Oh no, you just hold down the sustain pedal and they RING, it’s incredible, it’s a really amazing sound. In the ensemble piece, there are six players and three are women. Martha Cargo, Jessica Pavone and Aliza Simons. I just wanted to find people who were capable enough and versed enough in extended technique that they could play the piece but also were really easy to work with. I just wanted to have good people involved. I didn’t go out of my way to find female players, it just happened to be who they were.
Do you think that there are more female players now than there were five or ten years ago that you’re running across, because it seems that way to me but maybe I have a narrow lens amongst the people that I know.
There’s definitely more women involved in the noise scene than ever before, like in the last five years.
Because that was very much a ‘boy’s noise’ kind of thing for a long time.
Oh yeah, totally. It depends on the show. There’s definitely some shows that it’s really a dude’s scene, but there’s also so many more girls involved now. It’s also a New York thing. I had two friends coming from the Hague who came to a few noise shows, and they were blown away with how many girls there were.
How do you think that has changed things? Or has it?
Well, I’m afraid to generalize too much. I think that women generally can be a little bit more free in their aesthetics, and a little bit more omnivrous in their approach…I think that it makes for a more diverse palette of sounds that you’ll hear. I think that experimental music used to be a lot more narrow, and now it can mean so many things. Now it can mean synthesized drone, it can mean harsh electroacoustic stuff, it can mean dance-y kind of things. I think having women in that adds to that huge diversity.

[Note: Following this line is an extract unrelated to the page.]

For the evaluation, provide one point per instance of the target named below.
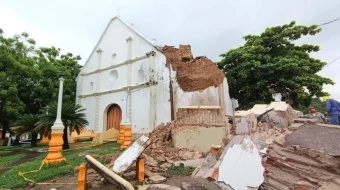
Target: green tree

Yeah, it’s great that the novelty seems to be wearing off a little, that more people are just listening rather than being so hung up on the visual aspect of who’s making the sounds. Whether they’re negatively biased, or positively fascinated – it’s nice that it’s less of a ‘thing’ than it used to be.
Yeah, I’m definitely not naïve about this, I know that there are some all female bands that get gigs because they’re cute because that is a fetish, that visual aspect. I think that it still exists, it’s a form of ghettoization, and I think it’s really really bad. I’m more interested in just focusing on people that are good AND are female. I do agree with you and I think that it’s less of thing, but it does still exist. Have you ever read Yvonne Rainer’s No Manifesto?
No, I haven’t.
It’s awesome, she talks about ‘NO to spectacle’ in art. I think that it’s a really interesting thing to think about in the context of this conversation. ‘No to trash aesthetics’.
No to gimmickry.
Or sonic gimmickry, you can expand it to any medium. I like the idea of just being real, being real and austere in what you’re trying to accomplish. I think the spectacle of being a female performer can get in the way of that. It’s super dangerous, you know? But some extent we have to relinquish control, we can’t control everyone’s experience.